Aether, en cambio, estaba encantado.

—¡Quiero subir adelante!

El ave giró la cabeza, como si entendiera, y soltó un graznido profundo que hizo eco por todo el valle.

—Tranquilo, pequeño —dijo Nadir, posando una mano sobre el pico del ave—.

No lo molestes, o podrías convertirte en su desayuno.

Aether sonrió nervioso, pero no se movió ni un paso atrás.

—Maestro Nadir, ¿a dónde iremos exactamente?

—preguntó Maribel mientras el viento agitaba su capa prestada.

—Hacia el sur —respondió él, con la vista puesta en el horizonte—.

Donde los rumores nacen y los demonios no duermen.
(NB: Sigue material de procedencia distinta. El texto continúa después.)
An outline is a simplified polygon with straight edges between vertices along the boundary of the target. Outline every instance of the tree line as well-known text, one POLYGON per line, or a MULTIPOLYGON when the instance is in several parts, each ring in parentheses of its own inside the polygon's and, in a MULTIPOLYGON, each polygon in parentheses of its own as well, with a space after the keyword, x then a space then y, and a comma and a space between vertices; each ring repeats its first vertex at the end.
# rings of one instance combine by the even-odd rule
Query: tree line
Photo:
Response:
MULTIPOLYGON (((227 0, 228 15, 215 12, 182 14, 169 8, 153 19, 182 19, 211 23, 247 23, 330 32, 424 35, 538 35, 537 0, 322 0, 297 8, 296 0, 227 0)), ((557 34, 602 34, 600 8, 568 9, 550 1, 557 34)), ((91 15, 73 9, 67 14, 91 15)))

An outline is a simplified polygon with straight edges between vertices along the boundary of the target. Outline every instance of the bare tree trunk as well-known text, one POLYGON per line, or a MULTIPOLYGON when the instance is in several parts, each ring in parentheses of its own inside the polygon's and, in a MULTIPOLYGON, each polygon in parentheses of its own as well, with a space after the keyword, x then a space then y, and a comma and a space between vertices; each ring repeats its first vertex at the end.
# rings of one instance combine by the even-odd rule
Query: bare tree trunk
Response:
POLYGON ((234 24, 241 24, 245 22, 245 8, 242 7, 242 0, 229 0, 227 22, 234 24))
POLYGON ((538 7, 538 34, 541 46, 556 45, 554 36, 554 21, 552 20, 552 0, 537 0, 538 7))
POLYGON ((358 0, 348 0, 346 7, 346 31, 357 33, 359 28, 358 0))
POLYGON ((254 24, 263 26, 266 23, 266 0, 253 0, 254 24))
El ave extendió sus alas con un estruendo.

Maribel sintió cómo el corazón le latía más rápido.

No estaba segura de esto, en su corazón solo se preguntaba si esa ave volaría realmente.

—Prepárense —ordenó Nadir, subiendo de un salto sobre la bestia.
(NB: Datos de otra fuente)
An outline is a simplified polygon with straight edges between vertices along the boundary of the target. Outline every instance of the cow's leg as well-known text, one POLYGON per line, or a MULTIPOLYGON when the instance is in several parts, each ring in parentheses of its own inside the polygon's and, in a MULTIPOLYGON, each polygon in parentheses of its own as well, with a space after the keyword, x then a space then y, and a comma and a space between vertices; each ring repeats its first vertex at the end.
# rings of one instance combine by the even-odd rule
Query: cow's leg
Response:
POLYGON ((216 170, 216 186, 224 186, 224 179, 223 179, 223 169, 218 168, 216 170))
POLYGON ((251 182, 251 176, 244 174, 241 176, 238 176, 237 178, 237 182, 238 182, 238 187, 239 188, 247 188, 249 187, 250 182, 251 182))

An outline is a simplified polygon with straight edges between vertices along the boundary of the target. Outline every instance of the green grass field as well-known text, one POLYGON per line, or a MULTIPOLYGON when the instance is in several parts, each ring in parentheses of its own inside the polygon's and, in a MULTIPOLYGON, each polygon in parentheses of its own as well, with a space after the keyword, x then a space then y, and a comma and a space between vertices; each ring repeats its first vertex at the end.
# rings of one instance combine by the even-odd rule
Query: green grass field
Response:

Richard ayudó a Amara a subir, mientras Maribel levantaba a Aether y lo acomodaba frente a ella.

El ave dio un salto poderoso y se elevó entre corrientes de aire dorado.

Debajo de ellos, la secta se hacía pequeña, envuelta en neblina y luz.

Amara gritó, mitad por miedo, mitad por emoción.

Richard reía a carcajadas.

Aether agitaba los brazos, encantado.

Y Maribel…

bueno, Maribel sentía que iba a desmayarse.

Si la turbulencia de un avión ya le aterraba solo de imaginarla, ahora prefería mil veces un vuelo con aire acondicionado antes que esto.

«¿Por qué…?

¿Por qué una avestruz?

¡Estas cosas no se supone que vuelen!» —El mundo está desviado, anfitriona.

Muchas cosas que no deberían estar en un lugar…

están ahí.

La voz del sistema resonó en su mente, una sensación que no se mostraba en su voz se le compartió: El sistema se divertía.

Maribel cerró los ojos, apretó los dientes y se agarró más fuerte del plumaje brillante.

Definitivamente, no estaba preparada para volar.